Pair Trading with Guangdong Advertising and Shanghai Electric

The main advantage of trading using opposite Guangdong Advertising and Shanghai Electric positions is that it hedges away some unsystematic risk. Because of two separate transactions, even if Guangdong Advertising position performs unexpectedly, Shanghai Electric can make up some of the losses. Pair trading also minimizes risk from directional movements in the market. For example, if an entire industry or sector drops because of unexpected headlines, the short position in Shanghai Electric will offset losses from the drop in Shanghai Electric's long position.

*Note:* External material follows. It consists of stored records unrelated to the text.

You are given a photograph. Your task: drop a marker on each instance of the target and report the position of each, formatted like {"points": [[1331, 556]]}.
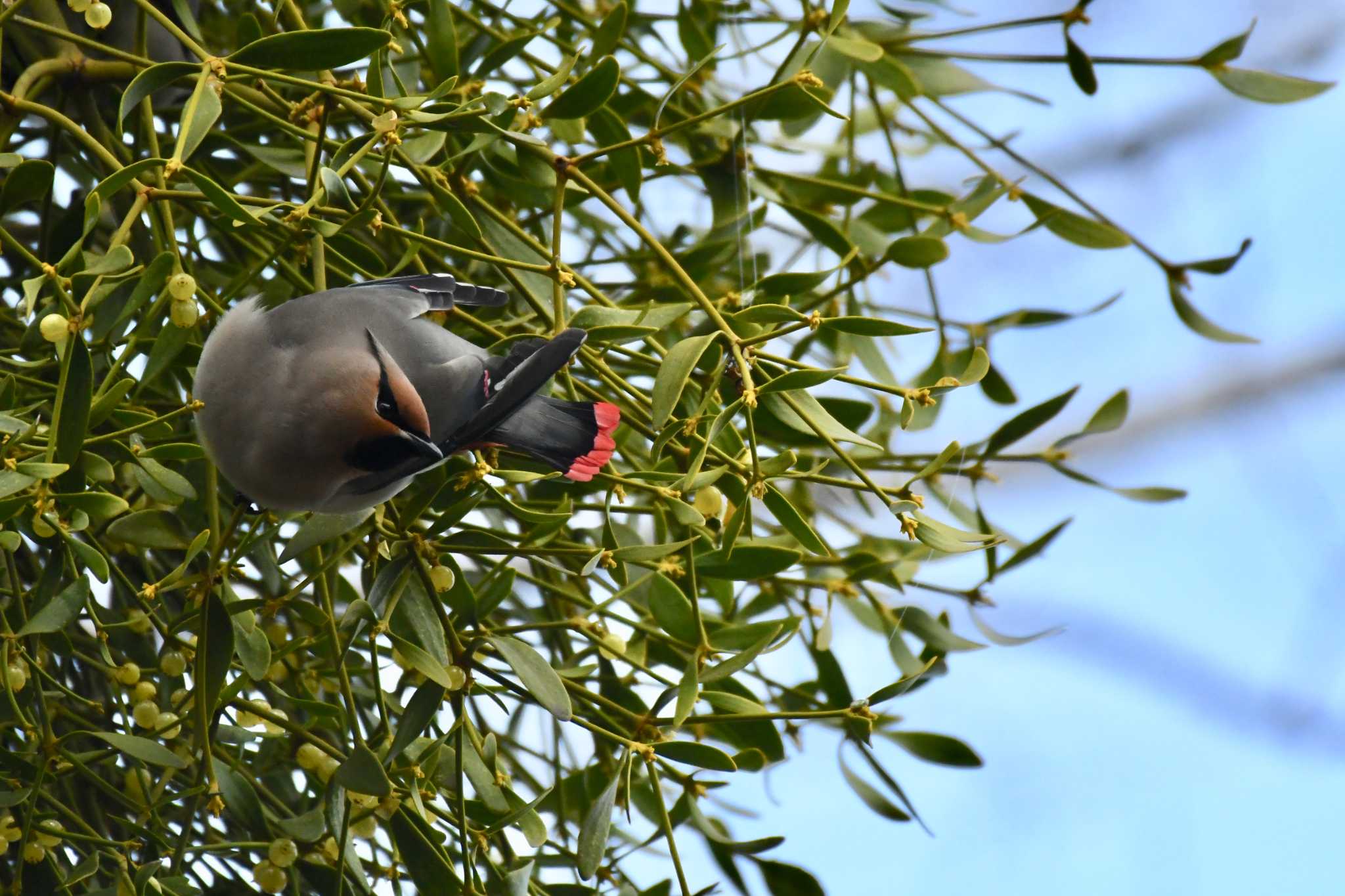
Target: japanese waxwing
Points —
{"points": [[332, 402]]}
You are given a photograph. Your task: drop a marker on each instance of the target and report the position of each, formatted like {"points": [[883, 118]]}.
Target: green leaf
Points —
{"points": [[916, 251], [198, 119], [537, 676], [695, 754], [609, 32], [822, 230], [363, 774], [1109, 418], [871, 796], [799, 381], [320, 528], [740, 660], [60, 610], [805, 402], [673, 375], [554, 81], [219, 198], [1265, 86], [26, 183], [938, 748], [151, 79], [688, 691], [588, 95], [420, 711], [441, 39], [1075, 228], [1026, 422], [598, 825], [789, 880], [1227, 50], [313, 50], [1036, 547], [856, 49], [214, 652], [748, 561], [1080, 66], [872, 327], [671, 610], [794, 522], [1197, 322], [141, 748]]}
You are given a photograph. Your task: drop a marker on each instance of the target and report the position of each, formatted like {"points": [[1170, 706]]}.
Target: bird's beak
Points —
{"points": [[423, 446]]}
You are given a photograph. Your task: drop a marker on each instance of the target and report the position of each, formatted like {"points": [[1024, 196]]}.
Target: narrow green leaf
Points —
{"points": [[938, 748], [1075, 228], [1265, 86], [536, 675], [363, 774], [1080, 66], [794, 522], [320, 528], [1197, 322], [917, 251], [60, 610], [26, 183], [673, 375], [695, 754], [588, 95], [142, 748], [148, 81], [313, 50], [1026, 422], [594, 833]]}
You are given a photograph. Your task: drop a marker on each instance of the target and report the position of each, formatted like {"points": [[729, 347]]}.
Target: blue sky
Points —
{"points": [[1187, 733]]}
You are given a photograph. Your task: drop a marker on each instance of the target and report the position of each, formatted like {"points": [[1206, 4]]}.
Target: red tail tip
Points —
{"points": [[607, 417]]}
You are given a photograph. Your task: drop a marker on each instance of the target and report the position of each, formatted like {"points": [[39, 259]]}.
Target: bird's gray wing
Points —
{"points": [[441, 291]]}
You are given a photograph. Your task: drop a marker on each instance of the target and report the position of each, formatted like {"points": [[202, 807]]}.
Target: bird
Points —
{"points": [[332, 402]]}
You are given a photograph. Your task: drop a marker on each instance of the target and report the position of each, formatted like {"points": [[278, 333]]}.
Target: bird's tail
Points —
{"points": [[573, 437]]}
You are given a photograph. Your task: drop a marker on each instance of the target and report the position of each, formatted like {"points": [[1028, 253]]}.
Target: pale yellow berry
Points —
{"points": [[54, 328], [365, 828], [283, 852], [146, 714], [128, 673], [185, 314], [173, 664], [327, 767], [441, 578], [136, 786], [709, 501], [139, 622], [182, 286], [170, 719], [310, 757], [268, 878], [41, 527], [99, 15], [612, 647]]}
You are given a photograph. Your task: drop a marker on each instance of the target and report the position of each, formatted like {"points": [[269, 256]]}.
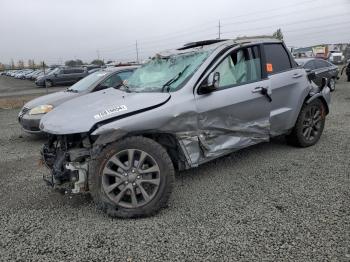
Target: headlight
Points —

The idea behind Guangdong Advertising Co and Shanghai Electric Group pairs trading is to make the combined position market-neutral, meaning the overall market's direction will not affect its win or loss (or potential downside or upside). This can be achieved by designing a pairs trade with two highly correlated stocks or equities that operate in a similar space or sector, making it possible to obtain profits through simple and relatively low-risk investment.
Check out your portfolio center.
Note that this page's information should be used as a complementary analysis to find the right mix of equity instruments to add to your existing portfolios or create a brand new portfolio. You can also try the Earnings Calls module to check upcoming earnings announcements updated hourly across public exchanges.